Personal information
- Full name: Sebastião Martins Oliveira Júnior
- Date of birth: 7 February 1972 (age 53)
- Place of birth: Santos, Brazil
- Position(s): Goalkeeper

Youth career
- Portuguesa Santista
- 1984–1990: Juventus

Senior career*
- Years: Team / Apps / (Gls)
- 1990–1995: Juventus
- 1996: Paulista
- 1997: Guarujá
- 1998–1999: Santos (futsal)

Managerial career
- 2009–2024: Santos (goalkeeping coach)

= Arzul =

Brazilian footballer and goalkeeping coach (born 1972)

Sebastião Martins Oliveira Júnior (born 7 February 1972), commonly known as Arzul, is a Brazilian football coach and former player who played as a goalkeeper.

==Career==
Born in Santos, São Paulo, Arzul represented Portuguesa Santista and Juventus-SP as a youth; initially a centre forward, he was converted into a goalkeeper after arriving late to a training session. After impressing in his new position, he was nicknamed Arzul due to his physical likeness to Julio César Arzú, a goalkeeper of Honduras in the 1982 FIFA World Cup.

Arzul made his senior debut with Juventus in 1990, also playing in the year's Série B. He subsequently played for Paulista and Guarujá before switching to futsal.

Arzul joined Santos' futsal side in 1998, and started his coaching career in the following year, being a goalkeeping coach of the youth futsal categories. He retired in 2000 after knee injuries, and moved back to football under the same coaching role.

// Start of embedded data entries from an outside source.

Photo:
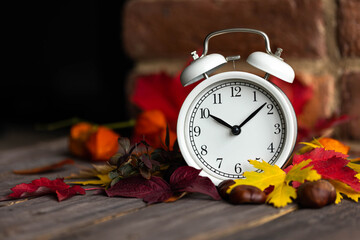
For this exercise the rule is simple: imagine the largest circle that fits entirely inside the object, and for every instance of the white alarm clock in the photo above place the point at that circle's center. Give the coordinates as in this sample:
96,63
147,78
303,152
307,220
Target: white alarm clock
232,117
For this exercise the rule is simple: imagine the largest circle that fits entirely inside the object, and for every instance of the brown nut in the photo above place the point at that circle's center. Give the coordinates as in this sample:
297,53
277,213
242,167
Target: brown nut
247,194
223,187
316,194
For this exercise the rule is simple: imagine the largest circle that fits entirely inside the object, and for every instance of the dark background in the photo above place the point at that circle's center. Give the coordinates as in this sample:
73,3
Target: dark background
63,59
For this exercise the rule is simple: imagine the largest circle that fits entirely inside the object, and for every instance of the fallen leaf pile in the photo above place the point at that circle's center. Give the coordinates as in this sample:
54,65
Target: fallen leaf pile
44,186
271,175
184,180
320,159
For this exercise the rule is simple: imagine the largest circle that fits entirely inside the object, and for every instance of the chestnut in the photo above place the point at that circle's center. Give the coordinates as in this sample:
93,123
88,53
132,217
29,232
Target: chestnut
316,194
247,194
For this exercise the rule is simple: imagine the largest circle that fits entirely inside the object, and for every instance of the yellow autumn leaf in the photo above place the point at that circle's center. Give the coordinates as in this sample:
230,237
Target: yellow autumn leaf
354,166
283,193
326,143
271,175
342,188
310,146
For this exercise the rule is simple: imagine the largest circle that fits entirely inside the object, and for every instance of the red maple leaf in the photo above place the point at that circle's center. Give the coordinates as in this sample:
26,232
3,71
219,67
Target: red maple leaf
44,186
156,189
330,165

Arzul was promoted as the main squad's goalkeeping coach in 2009 by head coach Vanderlei Luxemburgo. In 2020, after completing 22 years in the club, he was inducted to be included in the club's Wall of Fame, painted in the outside of the CT Rei Pelé, where other club idols were included.

On 3 January 2025, Arzul was dismissed from Santos after more than 20 years of service.